In late 2012, Shaheer, Heravi’s elder son, complained that he was being shadowed on his way to school and back. “It pressed the panic button in my head. Abductions were an everyday affair and anyone who worked with the government or international bodies were targets,” Heravi breaks down as he recalls the day he decided to leave Afghanistan for good. “Today I don’t have savings. I don’t have a car. I don’t have enough money to take my family to the Taj Mahal. But at least we are together and alive,” he says. His children — Adiba (18), Shaheer (17) and Baheer (9) — like to stay indoors most of the time. “Staying close to each other is our way of feeling secure,” he says.

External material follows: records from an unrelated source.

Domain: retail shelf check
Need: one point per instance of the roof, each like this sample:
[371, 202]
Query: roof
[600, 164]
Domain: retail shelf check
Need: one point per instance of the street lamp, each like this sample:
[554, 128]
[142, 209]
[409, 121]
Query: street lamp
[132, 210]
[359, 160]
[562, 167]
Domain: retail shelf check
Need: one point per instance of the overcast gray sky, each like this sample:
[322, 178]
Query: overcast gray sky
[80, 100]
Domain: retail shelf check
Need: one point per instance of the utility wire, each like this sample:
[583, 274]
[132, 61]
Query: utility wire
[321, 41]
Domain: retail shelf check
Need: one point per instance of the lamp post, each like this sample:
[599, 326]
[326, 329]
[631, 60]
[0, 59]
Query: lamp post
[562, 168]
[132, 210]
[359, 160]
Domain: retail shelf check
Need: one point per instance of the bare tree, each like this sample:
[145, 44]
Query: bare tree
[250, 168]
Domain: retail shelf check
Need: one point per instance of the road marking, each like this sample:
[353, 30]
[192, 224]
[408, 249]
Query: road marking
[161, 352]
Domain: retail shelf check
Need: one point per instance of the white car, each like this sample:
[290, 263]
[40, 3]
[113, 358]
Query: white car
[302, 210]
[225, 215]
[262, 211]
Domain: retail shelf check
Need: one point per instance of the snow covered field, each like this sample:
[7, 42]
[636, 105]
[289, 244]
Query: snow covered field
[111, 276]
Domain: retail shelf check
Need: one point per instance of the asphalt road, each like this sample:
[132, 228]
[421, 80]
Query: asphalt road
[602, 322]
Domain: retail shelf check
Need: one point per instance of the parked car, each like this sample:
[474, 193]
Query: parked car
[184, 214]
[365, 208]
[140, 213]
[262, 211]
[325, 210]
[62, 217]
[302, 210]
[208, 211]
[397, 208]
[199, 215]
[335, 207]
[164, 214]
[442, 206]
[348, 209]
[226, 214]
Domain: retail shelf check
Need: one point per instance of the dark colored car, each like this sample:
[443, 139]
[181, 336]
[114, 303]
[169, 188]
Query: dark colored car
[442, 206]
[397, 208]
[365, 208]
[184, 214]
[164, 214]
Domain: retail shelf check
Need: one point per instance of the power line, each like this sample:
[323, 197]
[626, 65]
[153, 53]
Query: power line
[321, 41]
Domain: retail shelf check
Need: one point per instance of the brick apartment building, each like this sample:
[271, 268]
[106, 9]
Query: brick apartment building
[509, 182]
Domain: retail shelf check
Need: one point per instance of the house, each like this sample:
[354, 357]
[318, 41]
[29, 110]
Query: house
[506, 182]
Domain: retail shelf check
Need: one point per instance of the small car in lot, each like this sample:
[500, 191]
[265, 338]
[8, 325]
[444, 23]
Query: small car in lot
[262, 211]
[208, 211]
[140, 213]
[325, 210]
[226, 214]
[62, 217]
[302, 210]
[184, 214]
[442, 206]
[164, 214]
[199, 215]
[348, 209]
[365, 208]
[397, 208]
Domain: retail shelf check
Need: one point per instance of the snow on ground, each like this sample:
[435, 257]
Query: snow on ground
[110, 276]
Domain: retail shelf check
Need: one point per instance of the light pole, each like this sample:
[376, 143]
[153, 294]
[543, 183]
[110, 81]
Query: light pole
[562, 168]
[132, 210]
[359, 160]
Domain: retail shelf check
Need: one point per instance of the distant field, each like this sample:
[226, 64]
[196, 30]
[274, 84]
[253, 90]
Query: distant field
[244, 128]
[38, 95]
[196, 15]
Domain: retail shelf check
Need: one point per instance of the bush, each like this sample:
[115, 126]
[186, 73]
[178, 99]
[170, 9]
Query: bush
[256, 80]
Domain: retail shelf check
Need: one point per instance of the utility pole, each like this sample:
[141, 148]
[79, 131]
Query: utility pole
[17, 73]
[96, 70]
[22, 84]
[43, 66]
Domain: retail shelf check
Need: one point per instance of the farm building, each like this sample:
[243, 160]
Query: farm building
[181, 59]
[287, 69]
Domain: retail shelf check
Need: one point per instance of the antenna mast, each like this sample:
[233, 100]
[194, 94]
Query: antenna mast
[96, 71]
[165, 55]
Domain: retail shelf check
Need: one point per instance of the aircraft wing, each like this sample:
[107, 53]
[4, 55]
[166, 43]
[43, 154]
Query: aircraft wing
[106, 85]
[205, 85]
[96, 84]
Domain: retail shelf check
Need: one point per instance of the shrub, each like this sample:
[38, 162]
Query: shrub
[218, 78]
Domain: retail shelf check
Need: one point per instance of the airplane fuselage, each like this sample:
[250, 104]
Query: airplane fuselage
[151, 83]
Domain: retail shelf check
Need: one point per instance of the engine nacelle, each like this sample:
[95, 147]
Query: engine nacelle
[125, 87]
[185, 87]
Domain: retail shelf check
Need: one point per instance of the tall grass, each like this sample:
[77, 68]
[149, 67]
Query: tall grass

Heravi claims his neighbours are friendly but the sense of being an outsider is ever present. “I have a refugee card that protects me from forced deportation or detention, but that’s not enough to erase questions people around us have,” he says while his eyes wander to the clock on a stark white wall. “I am expecting a visit from the local police station. Someone — I don’t know who — has complained that I run a jihadist madrasa from this centre,” he adds.

At 10 pm, Heravi locks the heavy iron gate and walks home, just five minutes away. “I can’t say what tomorrow will bring. For now, I have a home-cooked meal and some Afghan TV channels to return to,” he says.